Stefan Leiderer: The debate is relatively comparable. There is a lot of pressure on the German government to demonstrate results of what it is spending abroad. There is a strong general consensus in the German public that we need to provide assistance and aid to developing countries, and that has probably increased with the refugee crisis in Europe. There is a focus on providing aid now in Germany and how we mitigate conflict and reasons that make people flee their home countries and come to Europe. So, in principle, there is a lot of pressure to demonstrate results, but I think there is a relatively strong consensus, maybe more so in Germany than in the United States that aid is something Germany should be doing ­— the government should be doing — and that we need to spend money on. At the same time, that is where the similarities really start. Given that public knowledge in Germany, just like in the United States, about how aid works is very limited — what it does, how much money we spend on it. So, the pressure on the government is to show impact, to show results and detailed information on what has been achieved. At the same time, governments, like in Germany, need to produce more evidence on what works, what doesn't work. The institute I work for, DEval, has an independent mandate to evaluate German development cooperation and foreign assistance at a strategic level.

Katz: One of the issues being debated in Washington is that U.S. assistance does not advance America’s national security interests.  You mentioned that you are seeing a similar questioning of German assistance. Do you see that same correlation between national security interests and foreign assistance as the German government is developing its assistance policies? Is there a direct correlation?

Leiderer: It is increasingly important in the discussion in Germany, and not so different from the United States. German foreign assistance is diversified. Germany is providing support to some 138 countries. Obviously, not in all these 138 countries is aid given with a view to Germany's security and the safety of German citizens. There are a number of regions where conflict that does affect Europe is the main topic. An increasing number of partner countries are fragile countries that are either in conflict, have come out of conflict, or have looming conflict. So, the security-development nexus is becoming increasingly important — more important in terms of reality, but especially in terms of the discussion on why we provide aid and what we want to achieve in terms of mitigating security risks.

Katz: It is the 70th anniversary of the Marshall Plan, which was critical to the eventual establishment of USAID and U.S. development assistance.
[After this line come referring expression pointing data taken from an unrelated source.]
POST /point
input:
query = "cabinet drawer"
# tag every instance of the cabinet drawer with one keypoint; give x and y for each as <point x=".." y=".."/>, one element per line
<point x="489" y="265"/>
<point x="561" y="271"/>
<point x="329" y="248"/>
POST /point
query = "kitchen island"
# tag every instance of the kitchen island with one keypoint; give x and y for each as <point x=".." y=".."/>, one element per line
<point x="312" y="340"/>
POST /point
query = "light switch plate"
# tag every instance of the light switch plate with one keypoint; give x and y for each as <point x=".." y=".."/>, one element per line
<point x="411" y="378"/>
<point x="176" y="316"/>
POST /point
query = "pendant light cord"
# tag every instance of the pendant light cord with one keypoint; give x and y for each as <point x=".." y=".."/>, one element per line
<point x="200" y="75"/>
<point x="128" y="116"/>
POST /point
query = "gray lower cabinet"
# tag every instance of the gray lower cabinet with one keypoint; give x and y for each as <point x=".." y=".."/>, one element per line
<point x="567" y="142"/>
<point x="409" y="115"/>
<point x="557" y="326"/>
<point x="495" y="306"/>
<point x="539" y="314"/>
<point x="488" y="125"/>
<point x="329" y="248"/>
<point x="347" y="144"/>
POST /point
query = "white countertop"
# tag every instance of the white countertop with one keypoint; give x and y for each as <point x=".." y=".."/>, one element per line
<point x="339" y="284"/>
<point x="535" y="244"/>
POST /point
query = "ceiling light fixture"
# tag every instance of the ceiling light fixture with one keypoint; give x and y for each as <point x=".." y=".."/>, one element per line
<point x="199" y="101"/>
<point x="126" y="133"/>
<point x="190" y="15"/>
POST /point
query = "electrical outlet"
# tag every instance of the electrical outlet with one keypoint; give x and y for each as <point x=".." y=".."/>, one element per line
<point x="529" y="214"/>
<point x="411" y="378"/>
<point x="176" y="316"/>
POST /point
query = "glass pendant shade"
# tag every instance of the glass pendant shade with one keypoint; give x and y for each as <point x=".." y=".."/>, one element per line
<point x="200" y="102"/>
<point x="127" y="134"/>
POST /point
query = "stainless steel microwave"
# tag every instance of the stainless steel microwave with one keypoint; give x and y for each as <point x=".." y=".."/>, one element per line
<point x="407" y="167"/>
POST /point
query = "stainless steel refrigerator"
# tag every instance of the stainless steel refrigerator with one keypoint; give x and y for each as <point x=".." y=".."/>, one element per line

The German Marshall Fund of the United States, through the work of the Black Sea Trust, Balkan Trust for Democracy, and Belarus Fund for Democracy, is continuing the legacy of the Marshall Plan seven decades later. What is the impact of the Marshall Plan on German foreign assistance and development cooperation today?
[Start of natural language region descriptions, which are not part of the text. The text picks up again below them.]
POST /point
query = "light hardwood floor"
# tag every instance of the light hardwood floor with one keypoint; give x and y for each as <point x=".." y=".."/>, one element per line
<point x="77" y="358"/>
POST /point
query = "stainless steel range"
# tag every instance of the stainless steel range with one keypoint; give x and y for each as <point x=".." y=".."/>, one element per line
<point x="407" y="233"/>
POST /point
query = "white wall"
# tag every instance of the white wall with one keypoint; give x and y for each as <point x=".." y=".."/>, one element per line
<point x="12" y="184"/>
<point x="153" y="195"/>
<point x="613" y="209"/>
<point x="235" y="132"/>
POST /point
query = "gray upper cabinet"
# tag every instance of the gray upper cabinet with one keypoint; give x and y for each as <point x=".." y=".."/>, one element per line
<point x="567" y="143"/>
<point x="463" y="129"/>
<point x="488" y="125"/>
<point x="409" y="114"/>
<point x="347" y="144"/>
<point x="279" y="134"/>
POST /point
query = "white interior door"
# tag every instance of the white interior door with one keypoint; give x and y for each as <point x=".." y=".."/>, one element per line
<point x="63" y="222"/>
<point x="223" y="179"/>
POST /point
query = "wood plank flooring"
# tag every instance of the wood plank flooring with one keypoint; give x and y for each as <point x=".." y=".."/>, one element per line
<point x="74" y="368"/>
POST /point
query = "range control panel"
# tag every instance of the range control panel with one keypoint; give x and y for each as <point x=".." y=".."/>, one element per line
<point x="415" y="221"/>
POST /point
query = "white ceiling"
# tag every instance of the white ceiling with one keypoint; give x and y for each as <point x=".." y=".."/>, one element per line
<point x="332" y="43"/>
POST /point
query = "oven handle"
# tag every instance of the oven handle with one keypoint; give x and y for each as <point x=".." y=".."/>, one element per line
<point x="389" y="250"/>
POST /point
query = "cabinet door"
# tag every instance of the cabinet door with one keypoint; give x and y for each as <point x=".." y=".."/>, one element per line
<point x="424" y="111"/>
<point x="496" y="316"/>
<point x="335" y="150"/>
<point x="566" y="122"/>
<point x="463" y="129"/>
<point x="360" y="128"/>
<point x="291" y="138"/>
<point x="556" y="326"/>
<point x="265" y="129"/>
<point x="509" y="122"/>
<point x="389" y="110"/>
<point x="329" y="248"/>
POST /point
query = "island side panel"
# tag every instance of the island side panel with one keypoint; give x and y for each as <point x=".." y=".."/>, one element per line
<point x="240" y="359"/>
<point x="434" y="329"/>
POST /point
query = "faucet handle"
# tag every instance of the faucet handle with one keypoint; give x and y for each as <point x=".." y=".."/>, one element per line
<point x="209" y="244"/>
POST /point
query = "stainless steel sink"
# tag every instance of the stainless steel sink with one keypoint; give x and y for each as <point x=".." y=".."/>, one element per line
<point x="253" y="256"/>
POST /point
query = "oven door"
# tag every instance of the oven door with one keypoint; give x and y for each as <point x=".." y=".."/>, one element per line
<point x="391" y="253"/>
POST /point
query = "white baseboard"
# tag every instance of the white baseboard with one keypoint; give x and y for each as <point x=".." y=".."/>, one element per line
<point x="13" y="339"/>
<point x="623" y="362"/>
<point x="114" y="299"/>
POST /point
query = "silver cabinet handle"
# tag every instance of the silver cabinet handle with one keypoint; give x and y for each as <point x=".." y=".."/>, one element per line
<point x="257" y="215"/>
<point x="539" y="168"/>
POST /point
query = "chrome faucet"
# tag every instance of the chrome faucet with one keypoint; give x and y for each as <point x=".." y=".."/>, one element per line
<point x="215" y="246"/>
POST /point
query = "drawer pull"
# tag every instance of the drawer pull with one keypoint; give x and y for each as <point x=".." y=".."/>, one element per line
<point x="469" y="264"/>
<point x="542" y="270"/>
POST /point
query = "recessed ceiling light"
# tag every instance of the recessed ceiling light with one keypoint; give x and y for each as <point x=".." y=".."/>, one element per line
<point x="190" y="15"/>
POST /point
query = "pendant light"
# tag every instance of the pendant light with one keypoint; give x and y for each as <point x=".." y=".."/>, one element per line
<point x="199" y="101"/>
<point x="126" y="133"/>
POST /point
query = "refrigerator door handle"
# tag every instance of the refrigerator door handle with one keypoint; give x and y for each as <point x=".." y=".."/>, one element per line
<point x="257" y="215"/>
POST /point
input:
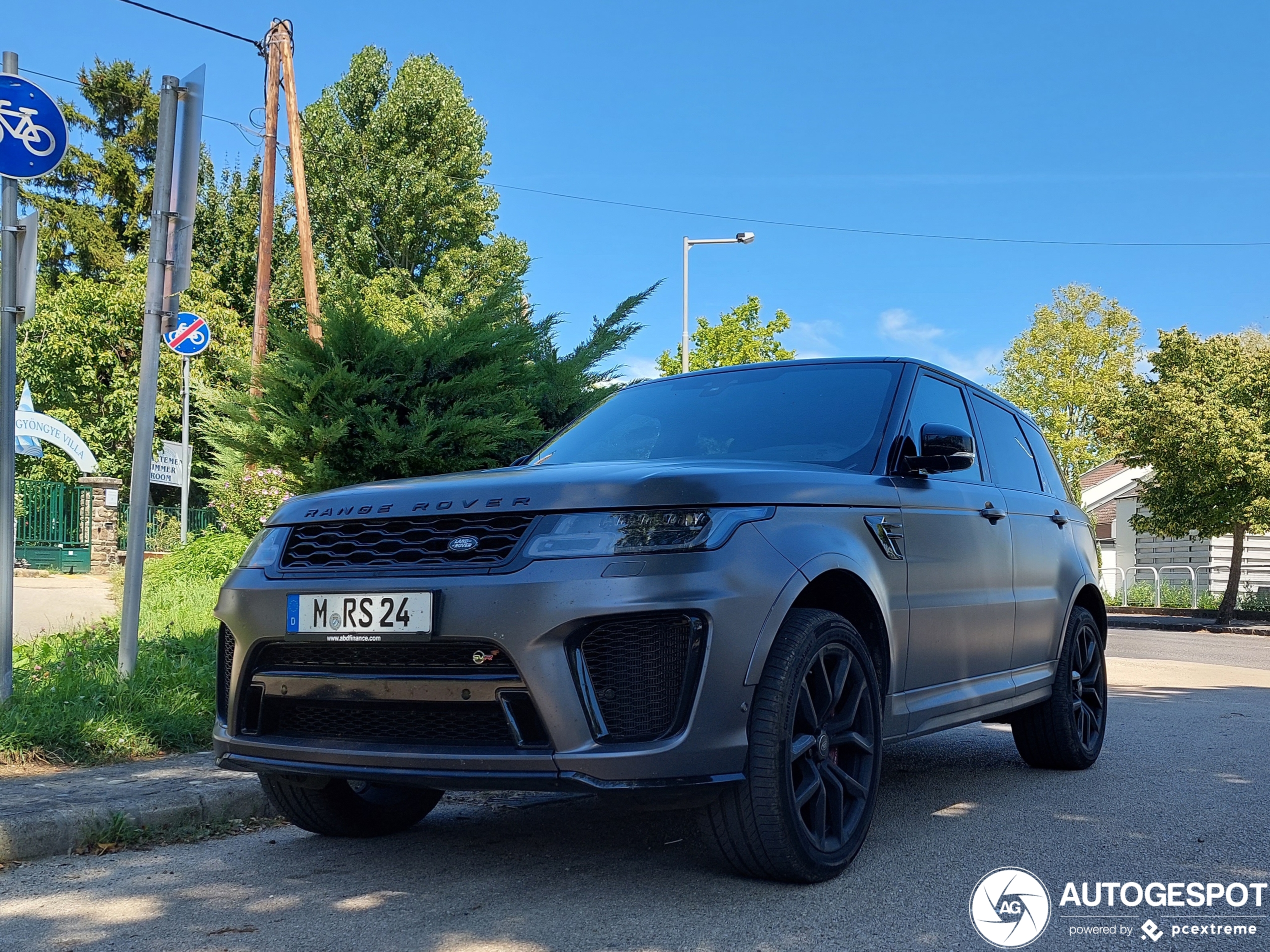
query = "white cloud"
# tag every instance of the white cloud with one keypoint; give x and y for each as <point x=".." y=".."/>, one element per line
<point x="821" y="335"/>
<point x="926" y="342"/>
<point x="636" y="368"/>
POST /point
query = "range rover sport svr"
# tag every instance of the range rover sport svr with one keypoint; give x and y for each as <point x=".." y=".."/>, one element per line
<point x="733" y="587"/>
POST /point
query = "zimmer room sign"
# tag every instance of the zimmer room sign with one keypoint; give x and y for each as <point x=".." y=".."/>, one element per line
<point x="168" y="467"/>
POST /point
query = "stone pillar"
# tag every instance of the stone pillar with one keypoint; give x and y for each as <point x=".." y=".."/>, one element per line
<point x="106" y="522"/>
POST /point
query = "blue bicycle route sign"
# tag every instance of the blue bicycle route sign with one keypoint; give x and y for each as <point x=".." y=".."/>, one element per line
<point x="192" y="335"/>
<point x="32" y="130"/>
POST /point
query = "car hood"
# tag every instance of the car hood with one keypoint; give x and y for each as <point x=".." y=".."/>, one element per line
<point x="605" y="485"/>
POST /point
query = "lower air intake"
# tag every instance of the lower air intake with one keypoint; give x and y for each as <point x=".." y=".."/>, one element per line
<point x="638" y="675"/>
<point x="473" y="724"/>
<point x="224" y="669"/>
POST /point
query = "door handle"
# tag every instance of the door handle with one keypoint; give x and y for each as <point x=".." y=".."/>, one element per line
<point x="991" y="513"/>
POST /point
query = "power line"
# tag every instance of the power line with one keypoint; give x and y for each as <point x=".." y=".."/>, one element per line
<point x="878" y="231"/>
<point x="244" y="131"/>
<point x="257" y="43"/>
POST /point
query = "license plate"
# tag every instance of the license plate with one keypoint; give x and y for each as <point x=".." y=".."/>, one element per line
<point x="360" y="617"/>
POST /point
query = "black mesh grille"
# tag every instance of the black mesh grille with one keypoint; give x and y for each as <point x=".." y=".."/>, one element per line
<point x="476" y="724"/>
<point x="396" y="544"/>
<point x="224" y="668"/>
<point x="434" y="657"/>
<point x="639" y="669"/>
Leiderer: I think the perception of what the Marshall Plan did for Europe and especially for Germany cannot be underestimated in terms of Germany’s own experience and how it tries to assist its partner countries. The Marshall Plan has a lot of relevance in terms of Germany’s perception of its responsibility to assist developing countries, given it received the substantial assistance after the World War II. This assistance contributed to postwar development and what we call the German economic miracle. So I think the perception of the Marshall Plan’s role is very strong in Germany, especially when it comes to German development. It is as a testimony to its legacy that the latest development initiative by the German government is called The Marshall Plan with Africa — a direct reference to the Marshall Plan. This is an initiative on how the partnership between Europe and Africa should be redefined for the future.

The German development bank KFW, to my understanding, was initially founded to manage those funds provided through the Marshall Plan and that is the bank that up to today provides German financial assistance to partner countries. At the institutional level in Germany, you have this continuity that shows how relevant the Marshall Plan really was for Germany’s development, but also now for Germany’s development cooperation and development policy.